Department of Electrical and Computer Engineering, University of Miami, Miami, FL 33146, United States.
Department of Otolaryngology, University of Miami, Miami, FL 33146, United States.
Brief Bioinform. 2024 Sep 23;25(6). doi: 10.1093/bib/bbae544.
Recent advancements in image classification have demonstrated that contrastive learning (CL) can aid in further learning tasks by acquiring good feature representation from a limited number of data samples. In this paper, we applied CL to tumor transcriptomes and clinical data to learn feature representations in a low-dimensional space. We then utilized these learned features to train a classifier to categorize tumors into a high- or low-risk group of recurrence. Using data from The Cancer Genome Atlas (TCGA), we demonstrated that CL can significantly improve classification accuracy. Specifically, our CL-based classifiers achieved an area under the receiver operating characteristic curve (AUC) greater than 0.8 for 14 types of cancer, and an AUC greater than 0.9 for 3 types of cancer. We also developed CL-based Cox (CLCox) models for predicting cancer prognosis. Our CLCox models trained with the TCGA data outperformed existing methods significantly in predicting the prognosis of 19 types of cancer under consideration. The performance of CLCox models and CL-based classifiers trained with TCGA lung and prostate cancer data were validated using the data from two independent cohorts. We also show that the CLCox model trained with the whole transcriptome significantly outperforms the Cox model trained with the 16 genes of Oncotype DX that is in clinical use for breast cancer patients. The trained models and the Python codes are publicly accessible and provide a valuable resource that will potentially find clinical applications for many types of cancer.

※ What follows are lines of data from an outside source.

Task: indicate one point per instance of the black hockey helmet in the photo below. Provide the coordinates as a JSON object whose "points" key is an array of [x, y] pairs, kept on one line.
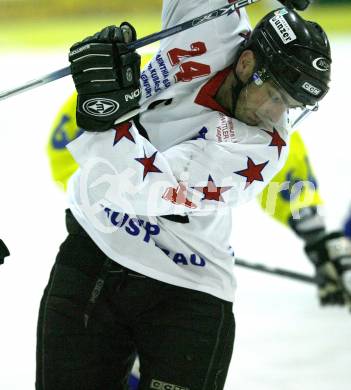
{"points": [[294, 52]]}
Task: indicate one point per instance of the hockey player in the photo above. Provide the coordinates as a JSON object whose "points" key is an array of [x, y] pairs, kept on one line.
{"points": [[149, 220]]}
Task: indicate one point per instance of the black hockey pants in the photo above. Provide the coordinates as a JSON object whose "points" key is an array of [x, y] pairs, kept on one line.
{"points": [[95, 315]]}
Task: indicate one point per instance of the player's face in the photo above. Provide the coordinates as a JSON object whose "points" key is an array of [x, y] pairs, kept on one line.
{"points": [[265, 104]]}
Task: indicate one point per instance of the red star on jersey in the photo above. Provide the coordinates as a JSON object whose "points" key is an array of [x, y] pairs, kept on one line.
{"points": [[277, 140], [211, 192], [122, 130], [252, 172], [148, 163]]}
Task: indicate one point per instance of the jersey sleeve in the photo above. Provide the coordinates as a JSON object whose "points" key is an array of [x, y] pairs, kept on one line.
{"points": [[122, 169], [294, 187], [63, 131]]}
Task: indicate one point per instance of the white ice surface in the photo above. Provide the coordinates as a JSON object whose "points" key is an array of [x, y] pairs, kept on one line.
{"points": [[284, 339]]}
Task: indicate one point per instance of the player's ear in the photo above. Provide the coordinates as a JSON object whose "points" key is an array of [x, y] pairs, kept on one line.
{"points": [[245, 65]]}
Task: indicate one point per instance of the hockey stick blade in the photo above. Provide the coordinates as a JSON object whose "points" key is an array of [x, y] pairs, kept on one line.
{"points": [[276, 271], [226, 10]]}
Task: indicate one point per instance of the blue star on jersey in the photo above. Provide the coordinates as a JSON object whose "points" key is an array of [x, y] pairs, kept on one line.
{"points": [[148, 163], [122, 131], [211, 191]]}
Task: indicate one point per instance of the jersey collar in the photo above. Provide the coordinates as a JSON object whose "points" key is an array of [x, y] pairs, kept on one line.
{"points": [[206, 95]]}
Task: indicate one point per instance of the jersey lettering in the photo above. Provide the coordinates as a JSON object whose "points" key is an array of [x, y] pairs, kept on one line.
{"points": [[191, 69]]}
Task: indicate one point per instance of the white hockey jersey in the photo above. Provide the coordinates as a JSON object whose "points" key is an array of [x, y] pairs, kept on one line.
{"points": [[155, 193]]}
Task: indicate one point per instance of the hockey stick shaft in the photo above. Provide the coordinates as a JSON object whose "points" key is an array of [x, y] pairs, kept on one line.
{"points": [[276, 271], [226, 10]]}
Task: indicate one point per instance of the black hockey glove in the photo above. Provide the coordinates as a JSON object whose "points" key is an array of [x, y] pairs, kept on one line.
{"points": [[4, 252], [106, 75], [331, 256], [300, 5]]}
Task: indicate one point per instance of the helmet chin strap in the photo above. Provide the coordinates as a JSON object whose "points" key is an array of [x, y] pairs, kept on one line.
{"points": [[258, 77]]}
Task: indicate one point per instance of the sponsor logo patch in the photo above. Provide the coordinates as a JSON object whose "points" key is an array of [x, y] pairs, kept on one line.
{"points": [[281, 26], [311, 88], [100, 107], [159, 385]]}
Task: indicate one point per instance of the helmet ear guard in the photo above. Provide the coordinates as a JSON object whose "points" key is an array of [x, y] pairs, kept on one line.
{"points": [[295, 53]]}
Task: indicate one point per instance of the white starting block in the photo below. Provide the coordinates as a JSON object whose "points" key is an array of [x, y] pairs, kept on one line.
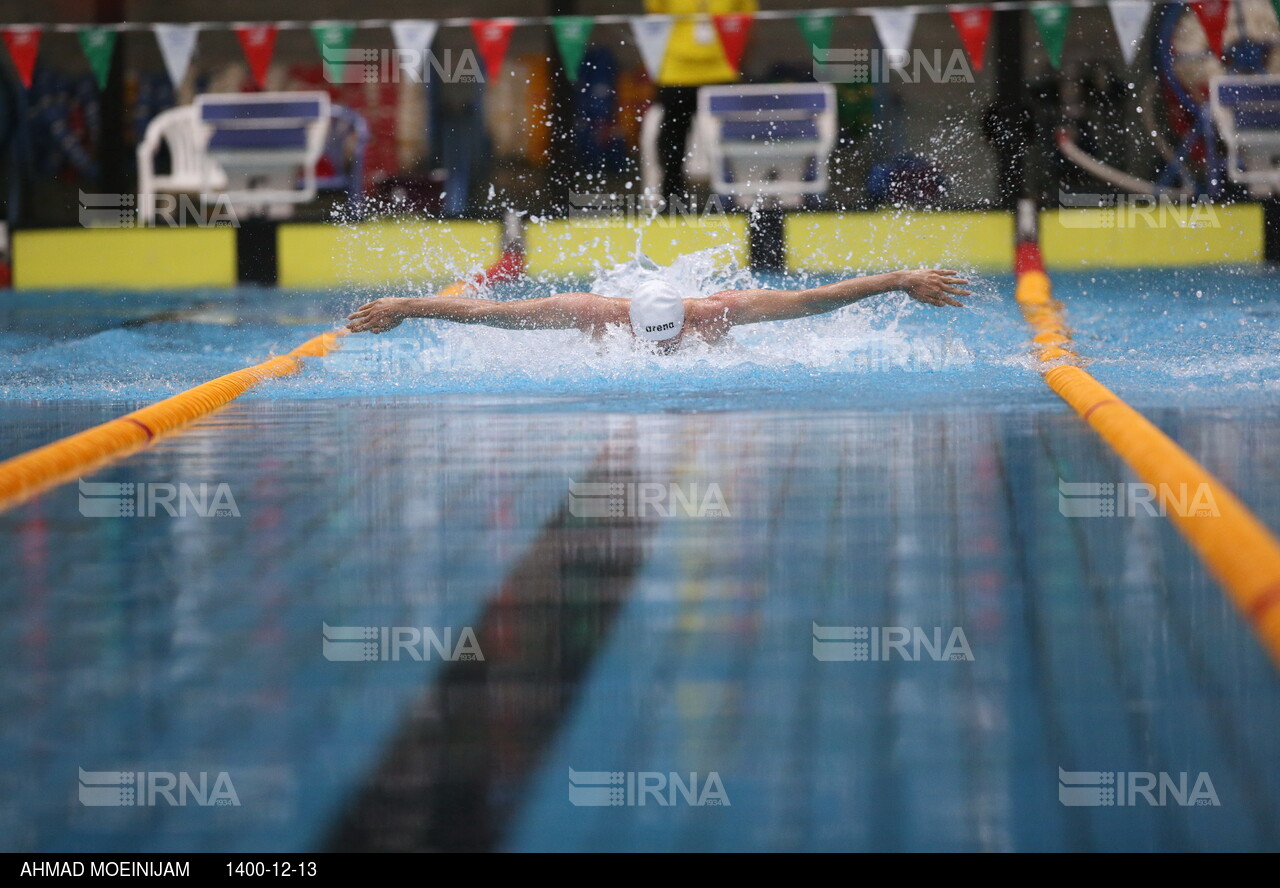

最近在图像分类方面的进展表明,对比学习(CL)可以通过从有限数量的数据样本中获取良好的特征表示,来帮助进一步学习任务。在本文中,我们将 CL 应用于肿瘤转录组和临床数据,以在低维空间中学习特征表示。然后,我们利用这些学习到的特征来训练分类器,将肿瘤分为高复发风险或低复发风险组。使用来自癌症基因组图谱(TCGA)的数据,我们证明 CL 可以显著提高分类准确性。具体来说,我们基于 CL 的分类器在 14 种癌症类型中实现了大于 0.8 的接收器操作特征曲线(AUC)下面积,在 3 种癌症类型中实现了大于 0.9 的 AUC。我们还开发了基于 CL 的 Cox(CLCox)模型来预测癌症预后。我们使用 TCGA 数据训练的 CLCox 模型在预测所考虑的 19 种癌症的预后方面明显优于现有方法。使用来自两个独立队列的数据验证了基于 TCGA 肺和前列腺癌数据训练的 CLCox 模型和基于 CL 的分类器的性能。我们还表明,使用整个转录组训练的 CLCox 模型明显优于临床用于乳腺癌患者的 Oncotype DX 的 16 个基因训练的 Cox 模型。训练好的模型和 Python 代码是公开可用的,为许多类型的癌症提供了有价值的资源,可能会找到临床应用。